The Aruban Cabalgata Tradition
Images by Luis Medina and Org. Caballista Arubano
In my 18+ years of living on Aruba, I can say that some of the most unique experiences I have had in my life could only have been possible through the distinct culture offered here. When most people think of Aruba, images of breathtaking beaches and idyllic moments of sipping pina coladas under swaying palms typically come to mind. But Aruba’s heritage and culture offer such a dynamic array of fascinating traditions and pastimes to discover. One of my favorites is the cabalgata tradition.
Aruba’s horse riding culture is an integral thread in the island’s cultural and historical fabric. Horses were first introduced here by the Spanish in the early 1500s, and Aruba was even once a trading post for horses. A descendant of the horses originally introduced to Aruba is the Paso Fino. The name Paso Fino, meaning “fine step,” refers to the smooth gait of this breed that is popular in horse shows and competitions throughout Latin America and islands in the Caribbean like Puerto Rico and Aruba. The horse community here, with numerous ranches dotting the island, is tight-knit, engaging in numerous shows, competitions, and events that bring several generations of riders and enthusiasts together.

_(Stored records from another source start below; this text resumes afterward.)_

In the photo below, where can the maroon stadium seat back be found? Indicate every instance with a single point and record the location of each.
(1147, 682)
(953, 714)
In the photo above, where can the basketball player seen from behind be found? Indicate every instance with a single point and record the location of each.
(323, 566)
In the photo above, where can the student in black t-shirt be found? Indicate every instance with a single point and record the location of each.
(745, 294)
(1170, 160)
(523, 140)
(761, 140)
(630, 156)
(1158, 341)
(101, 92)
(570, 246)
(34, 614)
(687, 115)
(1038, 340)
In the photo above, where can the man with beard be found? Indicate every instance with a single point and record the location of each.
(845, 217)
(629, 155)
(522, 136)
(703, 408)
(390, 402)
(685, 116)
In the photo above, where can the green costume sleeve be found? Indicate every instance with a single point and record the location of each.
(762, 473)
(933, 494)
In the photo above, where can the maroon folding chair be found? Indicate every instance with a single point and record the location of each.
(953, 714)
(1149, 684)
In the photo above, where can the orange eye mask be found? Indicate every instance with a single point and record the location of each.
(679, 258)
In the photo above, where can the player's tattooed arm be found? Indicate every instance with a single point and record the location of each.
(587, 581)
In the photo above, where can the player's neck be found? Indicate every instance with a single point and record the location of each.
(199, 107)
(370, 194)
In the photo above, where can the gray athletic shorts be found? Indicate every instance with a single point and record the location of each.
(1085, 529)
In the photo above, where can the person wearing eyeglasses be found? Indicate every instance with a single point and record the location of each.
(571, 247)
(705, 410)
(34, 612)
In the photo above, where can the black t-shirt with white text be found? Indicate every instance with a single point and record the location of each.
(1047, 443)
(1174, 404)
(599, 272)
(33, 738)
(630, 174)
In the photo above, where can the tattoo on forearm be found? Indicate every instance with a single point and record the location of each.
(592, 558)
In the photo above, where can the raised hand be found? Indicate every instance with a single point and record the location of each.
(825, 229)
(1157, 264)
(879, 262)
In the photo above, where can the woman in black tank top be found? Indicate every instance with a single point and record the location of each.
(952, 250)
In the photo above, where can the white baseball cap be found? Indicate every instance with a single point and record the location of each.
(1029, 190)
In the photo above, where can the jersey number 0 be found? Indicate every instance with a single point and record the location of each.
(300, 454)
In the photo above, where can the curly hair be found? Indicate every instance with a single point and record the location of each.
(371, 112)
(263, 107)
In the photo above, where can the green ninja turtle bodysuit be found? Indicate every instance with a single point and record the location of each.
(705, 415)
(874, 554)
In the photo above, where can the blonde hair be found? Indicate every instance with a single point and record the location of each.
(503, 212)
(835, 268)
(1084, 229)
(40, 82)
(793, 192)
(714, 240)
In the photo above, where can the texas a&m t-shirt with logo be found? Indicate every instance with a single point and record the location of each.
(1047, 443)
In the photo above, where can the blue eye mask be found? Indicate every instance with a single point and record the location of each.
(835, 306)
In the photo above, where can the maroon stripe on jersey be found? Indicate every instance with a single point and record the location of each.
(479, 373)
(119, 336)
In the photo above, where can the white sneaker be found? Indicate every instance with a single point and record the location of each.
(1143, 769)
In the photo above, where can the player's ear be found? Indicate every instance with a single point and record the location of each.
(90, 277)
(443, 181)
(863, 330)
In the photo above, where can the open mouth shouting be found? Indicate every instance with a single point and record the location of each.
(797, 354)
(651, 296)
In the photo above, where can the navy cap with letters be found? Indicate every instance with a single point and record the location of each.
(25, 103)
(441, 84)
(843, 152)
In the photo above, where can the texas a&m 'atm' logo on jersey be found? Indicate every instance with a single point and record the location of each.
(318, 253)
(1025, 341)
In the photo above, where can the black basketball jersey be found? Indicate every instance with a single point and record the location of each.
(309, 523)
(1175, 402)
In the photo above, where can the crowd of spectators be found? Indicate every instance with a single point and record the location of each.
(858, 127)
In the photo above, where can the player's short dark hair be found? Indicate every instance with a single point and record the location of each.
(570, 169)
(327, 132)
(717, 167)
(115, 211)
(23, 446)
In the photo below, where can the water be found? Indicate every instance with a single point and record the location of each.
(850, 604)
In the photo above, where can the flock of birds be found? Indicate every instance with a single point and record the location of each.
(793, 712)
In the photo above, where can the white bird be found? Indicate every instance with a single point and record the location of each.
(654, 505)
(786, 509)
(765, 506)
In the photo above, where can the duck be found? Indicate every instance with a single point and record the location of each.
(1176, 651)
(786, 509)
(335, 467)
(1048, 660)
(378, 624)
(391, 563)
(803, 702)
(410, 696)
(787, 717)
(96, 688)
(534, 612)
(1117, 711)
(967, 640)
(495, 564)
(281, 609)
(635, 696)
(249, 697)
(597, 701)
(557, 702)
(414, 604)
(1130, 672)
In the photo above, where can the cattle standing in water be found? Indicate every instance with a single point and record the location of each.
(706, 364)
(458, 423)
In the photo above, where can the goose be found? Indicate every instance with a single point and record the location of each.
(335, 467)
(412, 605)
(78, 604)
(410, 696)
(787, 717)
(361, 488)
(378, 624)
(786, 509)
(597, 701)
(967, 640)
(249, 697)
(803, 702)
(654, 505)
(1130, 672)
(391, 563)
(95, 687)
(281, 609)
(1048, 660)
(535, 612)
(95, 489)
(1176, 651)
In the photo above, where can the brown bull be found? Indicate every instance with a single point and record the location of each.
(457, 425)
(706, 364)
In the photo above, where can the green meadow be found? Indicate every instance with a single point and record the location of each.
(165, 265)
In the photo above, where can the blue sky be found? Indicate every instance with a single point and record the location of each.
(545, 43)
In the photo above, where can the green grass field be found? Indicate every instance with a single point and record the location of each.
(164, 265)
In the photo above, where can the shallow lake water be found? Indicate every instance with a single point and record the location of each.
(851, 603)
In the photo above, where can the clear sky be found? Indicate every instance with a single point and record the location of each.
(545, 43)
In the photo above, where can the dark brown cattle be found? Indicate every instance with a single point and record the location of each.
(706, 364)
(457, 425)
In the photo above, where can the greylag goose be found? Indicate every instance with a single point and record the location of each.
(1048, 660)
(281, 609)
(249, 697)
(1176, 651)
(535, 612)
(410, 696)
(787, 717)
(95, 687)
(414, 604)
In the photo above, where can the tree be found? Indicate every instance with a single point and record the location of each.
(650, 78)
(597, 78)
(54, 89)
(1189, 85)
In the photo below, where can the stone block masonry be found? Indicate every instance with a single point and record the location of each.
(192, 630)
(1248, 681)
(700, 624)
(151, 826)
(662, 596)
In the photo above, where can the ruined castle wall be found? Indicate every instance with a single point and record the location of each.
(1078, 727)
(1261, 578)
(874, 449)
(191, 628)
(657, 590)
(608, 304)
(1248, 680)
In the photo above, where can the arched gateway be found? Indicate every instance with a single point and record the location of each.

One such event is the “cabalgata,” a Latin American tradition of a parade or procession of riders. Cabalgatas are held several times a year at different locations, with horses trailered in from ranches across the island to one designated ranch, allowing riders to form a procession, trotting through neighboring villages. Typically, the group is accompanied by a truck with speakers in the flatbed playing Spanish rancho tunes, and stops are made along the way for refreshments. The procession ends at sundown, usually followed by a barbecue at the host ranch.